18. Oktober 2021   Aktuelles - Anfragen
Beantwortet: Anfrage Schilder auf Geh- und Radwegen

Immer wieder stören temporäre Verkehrsschilder Fußgänger*innen und Radfahrende. Kann die Stadt da nicht was unternehmen?

 

Guten Tag,

 

immer wieder werden temporäre Verkehrsschilder unnötiger Weise auf Rad- und Gehweg aufgestellt. Vermutlich ist dafür zum Teil die mags verantwortlich, zum Teil die Stadt oder entsprechend beauftragte Unternehmen.
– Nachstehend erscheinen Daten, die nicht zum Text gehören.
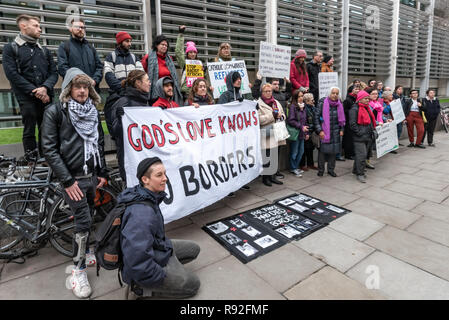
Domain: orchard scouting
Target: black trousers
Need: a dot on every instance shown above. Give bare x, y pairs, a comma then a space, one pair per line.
429, 129
32, 111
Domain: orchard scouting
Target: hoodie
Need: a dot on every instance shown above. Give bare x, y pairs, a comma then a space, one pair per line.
162, 100
232, 94
145, 249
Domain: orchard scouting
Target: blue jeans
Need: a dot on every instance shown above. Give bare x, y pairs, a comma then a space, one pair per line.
296, 152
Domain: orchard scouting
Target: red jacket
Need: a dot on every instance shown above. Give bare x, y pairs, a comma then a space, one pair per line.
165, 104
297, 79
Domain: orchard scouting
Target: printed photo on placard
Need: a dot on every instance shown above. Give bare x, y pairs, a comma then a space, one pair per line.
251, 231
231, 238
288, 231
266, 241
247, 249
218, 227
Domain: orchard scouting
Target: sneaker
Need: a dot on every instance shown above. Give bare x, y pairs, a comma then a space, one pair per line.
80, 284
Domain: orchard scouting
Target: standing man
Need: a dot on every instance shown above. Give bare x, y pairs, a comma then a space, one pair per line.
413, 115
313, 69
117, 65
73, 145
77, 52
32, 74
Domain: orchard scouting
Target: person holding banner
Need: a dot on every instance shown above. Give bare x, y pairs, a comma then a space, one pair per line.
270, 111
329, 123
363, 125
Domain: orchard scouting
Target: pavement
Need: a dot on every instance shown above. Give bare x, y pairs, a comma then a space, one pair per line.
393, 245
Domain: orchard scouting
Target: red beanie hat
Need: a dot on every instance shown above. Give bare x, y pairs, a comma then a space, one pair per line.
122, 36
362, 94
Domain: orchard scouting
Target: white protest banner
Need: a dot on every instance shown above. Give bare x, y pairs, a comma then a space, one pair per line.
208, 152
387, 140
326, 81
397, 111
218, 72
194, 70
274, 60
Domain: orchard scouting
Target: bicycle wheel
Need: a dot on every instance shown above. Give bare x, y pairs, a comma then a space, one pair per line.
19, 209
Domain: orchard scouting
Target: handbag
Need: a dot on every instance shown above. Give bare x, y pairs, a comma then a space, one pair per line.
280, 131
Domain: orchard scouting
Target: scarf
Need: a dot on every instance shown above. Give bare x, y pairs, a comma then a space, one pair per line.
84, 118
326, 117
366, 116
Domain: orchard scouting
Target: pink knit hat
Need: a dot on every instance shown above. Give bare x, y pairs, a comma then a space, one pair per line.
362, 94
191, 47
301, 53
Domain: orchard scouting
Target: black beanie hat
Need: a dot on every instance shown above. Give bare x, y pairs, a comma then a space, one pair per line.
144, 165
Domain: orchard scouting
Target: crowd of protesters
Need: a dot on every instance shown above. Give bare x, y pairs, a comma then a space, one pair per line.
71, 136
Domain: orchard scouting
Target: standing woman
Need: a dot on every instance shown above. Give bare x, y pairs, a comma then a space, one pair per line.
329, 124
160, 65
297, 118
270, 111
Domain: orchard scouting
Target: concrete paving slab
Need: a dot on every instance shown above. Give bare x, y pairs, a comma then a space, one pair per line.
329, 284
399, 280
229, 279
334, 248
356, 226
383, 213
389, 197
285, 267
431, 229
422, 253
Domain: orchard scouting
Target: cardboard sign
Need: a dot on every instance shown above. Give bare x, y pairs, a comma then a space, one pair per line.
274, 60
218, 72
Ohne Probleme könnten diese Schilder auch auf den angrenzenden Parkplätzen aufgestellt werden und wären dann sogar für den Autoverkehr besser sichtbar. Wenn sie entlang des Straßenverlauf jeweils ein paar Meter vor oder zurück gestellt werden würden, müsste nicht mal spürbar Parkraum verloren gehen. Aus diesem Grund frage ich:

1) Ist der Stadt das Problem bekannt, dass Schilder unnötiger Weise Geh- und Radwege  verengen?
2) Was hat die Stadt bisher unternommen um dies zu vermeiden?
3) Kann die Stadt eine Verordnung erlassen, dass das Aufstellen von Schildern auf Rad- und Gehwegen ganz verbietet oder zumindest nur in begründeten Ausnahmen erlaubt?

Mit freundlichem Gruß
Torben Schultz

Antwort vom 22.10.2021:

Sehr geehrter Herr Schultz,

ich bedanke mich für Ihre Mail vom 18.10.2021.

Gemäß der Verwaltungsvorschrift zur StVO sind Verkehrszeichen gut sichtbar in etwa rechtem Winkel zur Fahrbahn rechts daneben anzubringen, soweit nicht in dieser Verwaltungsvorschrift anderes geregelt ist. Dies gilt sowohl für die „feste“ Beschilderung, als auch für Baustellenbeschilderung.
Rechts neben der Fahrbahn bedeutet daher in den allermeisten Fälle auf der Nebenanlage, sprich Geh- und Radweg. Es ist daher nicht möglich, mittels einer städtischen Verordnung das Aufstellen von Verkehrszeichen auf den Nebenanlagen zu untersagen.
Problematisch wird es in der Regel dann, wenn Geh- und Radwege ohnehin nur sehr schmal sind, so dass die Beschilderung dann eine Behinderung darstellt. Dann muss nach Alternativstandorten gesucht werden, sofern diese vorhanden sind.
In dem von Ihnen angezeigten Beispiel wird dies sehr gut deutlich. Hier hätte in der Tat die Beschilderung besser in den baulich angelegten Parkstreifen aufgebaut werden sollen. Auch wenn das aktuelle Problem sich mit dem - nach meinem Kenntnisstand heutigen - Abbau der Baustelle erledigt haben dürfte, nehme ich Ihre Zuschrift zum Anlass, über die Abteilung Verkehrslenkung nochmals die beauftragten Verkehrssicherungsfirmen zu sensibilisieren.
Für künftige Beobachtungen biete ich Ihnen an, dass Sie sich unmittelbar an die Kollegen der Abteilung Verkehrslenkung wenden, damit diese sofort reagieren können. Bitte wenden Sie sich insoweit an Herrn Bayraktar oder Herrn Menzel.